Comparisons / BabyAGI vs LlamaIndex

BabyAGI vs LlamaIndex: Which Agent Framework to Use?

BabyAGI popularized the task-driven autonomous agent in ~100 lines of Python. LlamaIndex started as a RAG framework — connect your data, query it with an LLM. Here is how they compare — paradigm, ecosystem, and the use cases each one is actually built for.

By the numbers

BabyAGI

GitHub Stars

22.2k

Forks

2.8k

Language

Python

License

MIT

Created

2023-04-03

Created by

Yohei Nakajima

github.com/yoheinakajima/babyagi

LlamaIndex

GitHub Stars

48.3k

Forks

7.2k

Language

Python

License

MIT

Created

2022-11-02

Created by

Jerry Liu

github.com/run-llama/llama_index

GitHub stats as of April 2026. Stars indicate community interest, not necessarily quality or fit for your use case.

ConceptBabyAGILlamaIndex
AgentThree sub-agents: execution agent, task creation agent, prioritization agent`AgentRunner` with `AgentWorker`, or `ReActAgent` for tool-calling agents
ToolsTask execution via LLM completion with context from vector DB retrieval`FunctionTool` for custom tools, `QueryEngineTool` to query an index as a tool
Agent LoopPop task → execute → create new tasks → reprioritize → repeat`AgentRunner.chat()` manages step-by-step execution via `AgentWorker` tasks
MemoryPinecone or Chroma vector DB storing task results as embeddings`ChatMemoryBuffer` with token limit, or custom memory modules
Task Queue`Deque` of task dicts managed by the prioritization agent
Context RetrievalVector similarity search over stored results to build execution context
RAG Integration`VectorStoreIndex` + `QueryEngineTool` — the agent can query your data as a tool call
Orchestration`AgentRunner` step API for custom control flow, or multi-agent pipelines

BabyAGI vs LlamaIndex, head to head

BabyAGI BabyAGI popularized the task-driven autonomous agent in ~100 lines of Python.

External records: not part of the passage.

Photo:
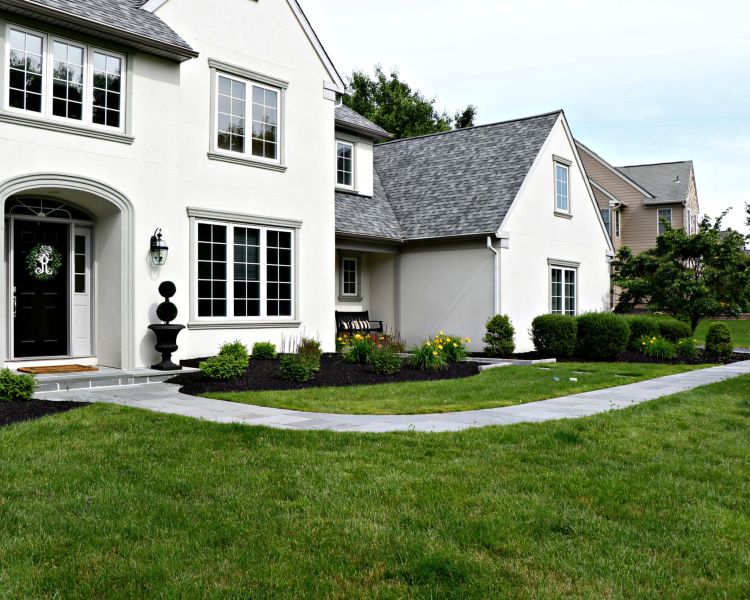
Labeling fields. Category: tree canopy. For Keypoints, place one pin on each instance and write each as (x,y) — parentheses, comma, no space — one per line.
(392,104)
(690,277)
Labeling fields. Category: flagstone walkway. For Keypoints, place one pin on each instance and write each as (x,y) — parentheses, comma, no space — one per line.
(165,398)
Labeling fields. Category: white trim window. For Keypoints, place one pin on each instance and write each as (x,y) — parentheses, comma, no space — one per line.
(247,118)
(344,164)
(244,272)
(562,188)
(563,290)
(662,215)
(63,80)
(349,277)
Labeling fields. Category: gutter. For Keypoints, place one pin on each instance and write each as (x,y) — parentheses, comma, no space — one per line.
(496,286)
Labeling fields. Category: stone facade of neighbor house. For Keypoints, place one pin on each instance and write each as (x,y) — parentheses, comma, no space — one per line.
(633,199)
(466,224)
(119,117)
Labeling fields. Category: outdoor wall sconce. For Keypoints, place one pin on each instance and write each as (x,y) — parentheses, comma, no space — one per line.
(159,249)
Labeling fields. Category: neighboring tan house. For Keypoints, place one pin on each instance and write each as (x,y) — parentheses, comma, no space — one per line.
(456,227)
(636,200)
(119,117)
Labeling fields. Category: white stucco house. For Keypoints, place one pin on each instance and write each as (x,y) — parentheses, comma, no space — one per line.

LlamaIndex LlamaIndex started as a RAG framework — connect your data, query it with an LLM.

Both wrap the same underlying agent pattern — an LLM call, a tool dispatch, a loop — in different abstractions. The choice between them is mostly about which mental model and ecosystem fits the team you have, not which one is technically more capable.

Pick BabyAGI if

Pick BabyAGI if babyAGI proved that an autonomous agent can be elegantly simple — the original was ~100 lines. The value is in the pattern (task creation, execution, prioritization loop), not the framework. You can reimplement it in an afternoon and customize the stopping criteria that BabyAGI leaves open-ended. BabyAGI is the right fit when the tradeoffs in its intro line up with how your team actually wants to work day-to-day; LlamaIndex would force you to translate.

Full BabyAGIcomparison →

Pick LlamaIndex if

Pick LlamaIndex if llamaIndex adds genuine value when your agent needs to query structured or unstructured data as part of its reasoning — that's the index-as-tool pattern, and it's well-executed. But if you're building a general-purpose agent that doesn't need RAG, the agent framework is overhead. The plain Python version of the agent loop is the same 60 lines either way. LlamaIndex is the right fit when the tradeoffs in its intro line up with how your team actually wants to work day-to-day; BabyAGI would force you to translate.

Full LlamaIndexcomparison →

What both add

Both BabyAGI and LlamaIndex pull in a class hierarchy and a dependency tree to wrap what is, at the core, an HTTP POST in a while loop. If your use case is straightforward — one provider, a handful of tools, a single agent — the framework cost may exceed the framework benefit. The lesson below shows the same pattern in ~60 lines without either dependency.

Or build your own in 60 lines

Both BabyAGI and LlamaIndex implement the same 8 patterns. An agent is a function. Tools are a dict. The loop is a while loop. The whole thing composes in ~60 lines of Python.

No framework. No dependencies. No opinions. Just the code.